1. What is this study?

This is a tri-method study investigating the state of patient safety in emergency medical services. A systematic review of adverse events, professional attitudes and safety interventions will establish the current state of knowledge in the scientific literature. Qualitative interviews with experts in both patient safety and emergency medical services will identify patient safety themes not found in the literature. Lastly, a roundtable event will bring experts together to discuss the findings of the systematic review and qualitative interviews and set a list of priorities for enhancing patient safety in EMS into the future.
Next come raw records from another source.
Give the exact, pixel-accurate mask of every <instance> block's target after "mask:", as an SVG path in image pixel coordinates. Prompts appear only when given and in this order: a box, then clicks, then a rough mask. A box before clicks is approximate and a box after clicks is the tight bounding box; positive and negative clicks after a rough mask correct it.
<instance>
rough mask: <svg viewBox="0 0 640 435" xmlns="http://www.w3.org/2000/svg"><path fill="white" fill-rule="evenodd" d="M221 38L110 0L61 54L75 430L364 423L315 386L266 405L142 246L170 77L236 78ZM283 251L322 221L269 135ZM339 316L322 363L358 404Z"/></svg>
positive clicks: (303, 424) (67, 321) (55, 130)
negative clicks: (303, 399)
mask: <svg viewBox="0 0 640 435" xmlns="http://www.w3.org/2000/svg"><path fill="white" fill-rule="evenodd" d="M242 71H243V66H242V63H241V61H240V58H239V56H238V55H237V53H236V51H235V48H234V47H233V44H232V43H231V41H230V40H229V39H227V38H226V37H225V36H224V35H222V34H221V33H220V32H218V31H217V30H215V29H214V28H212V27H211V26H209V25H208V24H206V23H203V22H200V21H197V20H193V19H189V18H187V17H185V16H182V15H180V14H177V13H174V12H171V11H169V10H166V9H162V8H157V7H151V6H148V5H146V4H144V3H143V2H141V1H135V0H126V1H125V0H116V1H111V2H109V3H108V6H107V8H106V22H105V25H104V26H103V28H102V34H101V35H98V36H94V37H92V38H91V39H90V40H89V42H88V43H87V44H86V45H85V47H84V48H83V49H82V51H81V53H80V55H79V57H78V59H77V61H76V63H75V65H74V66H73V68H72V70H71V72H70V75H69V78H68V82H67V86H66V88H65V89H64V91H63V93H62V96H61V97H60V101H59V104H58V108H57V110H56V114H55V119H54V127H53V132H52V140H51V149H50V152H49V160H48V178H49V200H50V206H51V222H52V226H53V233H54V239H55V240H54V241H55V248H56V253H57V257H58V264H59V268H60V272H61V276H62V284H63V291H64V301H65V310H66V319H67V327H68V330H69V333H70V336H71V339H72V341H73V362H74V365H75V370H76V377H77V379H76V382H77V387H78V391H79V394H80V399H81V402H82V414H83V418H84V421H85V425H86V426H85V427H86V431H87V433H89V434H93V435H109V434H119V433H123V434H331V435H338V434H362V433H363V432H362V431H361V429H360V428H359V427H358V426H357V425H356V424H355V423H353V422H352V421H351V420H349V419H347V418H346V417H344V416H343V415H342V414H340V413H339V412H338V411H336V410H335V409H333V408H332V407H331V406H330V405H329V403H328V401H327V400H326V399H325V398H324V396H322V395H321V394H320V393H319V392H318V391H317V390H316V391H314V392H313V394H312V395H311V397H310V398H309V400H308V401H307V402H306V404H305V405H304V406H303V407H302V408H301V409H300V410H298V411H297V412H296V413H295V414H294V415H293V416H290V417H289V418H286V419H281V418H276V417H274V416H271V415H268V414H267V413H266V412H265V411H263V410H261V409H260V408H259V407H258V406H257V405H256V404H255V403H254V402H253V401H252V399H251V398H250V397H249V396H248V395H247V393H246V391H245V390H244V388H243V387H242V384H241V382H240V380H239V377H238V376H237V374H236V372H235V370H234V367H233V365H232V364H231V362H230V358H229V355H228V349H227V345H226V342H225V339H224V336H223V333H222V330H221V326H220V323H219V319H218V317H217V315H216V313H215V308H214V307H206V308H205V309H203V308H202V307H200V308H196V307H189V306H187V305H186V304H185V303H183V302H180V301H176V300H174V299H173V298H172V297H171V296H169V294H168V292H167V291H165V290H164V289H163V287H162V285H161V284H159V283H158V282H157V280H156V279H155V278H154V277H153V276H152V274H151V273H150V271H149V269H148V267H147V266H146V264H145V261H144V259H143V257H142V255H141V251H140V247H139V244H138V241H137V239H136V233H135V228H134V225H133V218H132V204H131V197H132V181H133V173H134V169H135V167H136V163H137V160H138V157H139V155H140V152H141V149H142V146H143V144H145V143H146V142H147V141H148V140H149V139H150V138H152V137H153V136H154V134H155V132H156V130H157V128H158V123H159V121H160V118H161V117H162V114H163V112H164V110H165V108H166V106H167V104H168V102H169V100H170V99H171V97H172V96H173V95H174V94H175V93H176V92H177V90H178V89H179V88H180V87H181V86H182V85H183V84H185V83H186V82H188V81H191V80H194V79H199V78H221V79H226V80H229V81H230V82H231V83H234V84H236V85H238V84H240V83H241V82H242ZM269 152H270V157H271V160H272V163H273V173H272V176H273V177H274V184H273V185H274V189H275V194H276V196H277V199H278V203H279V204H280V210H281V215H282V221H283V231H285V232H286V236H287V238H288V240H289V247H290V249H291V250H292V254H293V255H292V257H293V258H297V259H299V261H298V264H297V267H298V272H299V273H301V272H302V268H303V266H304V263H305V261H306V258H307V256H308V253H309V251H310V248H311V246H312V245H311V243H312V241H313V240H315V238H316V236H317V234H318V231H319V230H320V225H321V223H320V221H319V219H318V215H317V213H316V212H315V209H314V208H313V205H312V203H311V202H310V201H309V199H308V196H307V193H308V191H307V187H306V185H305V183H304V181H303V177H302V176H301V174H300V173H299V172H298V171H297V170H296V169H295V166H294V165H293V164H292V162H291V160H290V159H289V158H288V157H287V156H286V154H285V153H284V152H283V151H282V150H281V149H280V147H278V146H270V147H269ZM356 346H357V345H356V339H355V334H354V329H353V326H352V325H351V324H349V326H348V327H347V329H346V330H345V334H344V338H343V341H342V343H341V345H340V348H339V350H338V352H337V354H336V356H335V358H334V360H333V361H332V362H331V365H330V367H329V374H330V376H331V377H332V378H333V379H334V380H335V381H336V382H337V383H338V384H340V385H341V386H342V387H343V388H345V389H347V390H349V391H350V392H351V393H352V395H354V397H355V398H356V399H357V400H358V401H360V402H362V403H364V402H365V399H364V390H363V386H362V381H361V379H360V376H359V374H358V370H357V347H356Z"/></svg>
2. Why bother doing this study?

Research has shown that adverse events, such as causing infections, giving the wrong medication, or hurting patients while moving them, affects millions of hospitalized patients each year. Further, several ways of reducing or eliminating certain adverse events have been implemented effectively in hospitals, making healthcare safer. It is likely that adverse events occur in other health care settings, such as emergency medical services, and that programs, processes and technologies can decrease the incidence of these events. Making healthcare safer for patients is a win-win situation: patients are healthier, health systems are more efficient, and healthcare providers are protected from making human errors.

3. Who is involved?

The Canadian Patient Safety Institute and the Emergency Medical Services Chiefs of Canada, in partnership with the Calgary EMS Foundation, have funded this study. In-kind support was received from Centennial College. The principle investigators for this study are:

  • Blair Bigham, MSc, ACPf, Rescu
  • Laurie Morrison, MSc, MD, FRCPC
  • Co-investigators include:
  • Dr. Kaveh Shojania, Sunnybrook Health Sciences Centre
  • Dr. Steven Brooks, Rescu
  • Ellen Bull, Centennial College
  • Rob Burgess, Sunnybrook-Osler Centre for Prehospital Care
  • Merideth Morrison, County of Simcoe Paramedic Services,
  • Janet Maher, Centennial College
  • Lynda Atack, Centennial College

4. How will the study be conducted?

Three methods will be used to build a greater understanding of adverse events in EMS and how we can prevent those events from occurring. A systematic review of adverse events, professional attitudes and safety interventions will establish the current state of knowledge in the scientific literature. Qualitative interviews with experts in both patient safety and emergency medical services will identify patient safety themes not found in the literature. Lastly, a roundtable event will bring experts together to discuss the findings of the systematic review and qualitative interviews and set a list of priorities for enhancing patient safety in EMS into the future.

5. What do we hope to accomplish?

By identifying what adverse events are prevalent in EMS, and by identifying methods of reducing or eliminating these events from occurring, EMS care can be made safer for patients.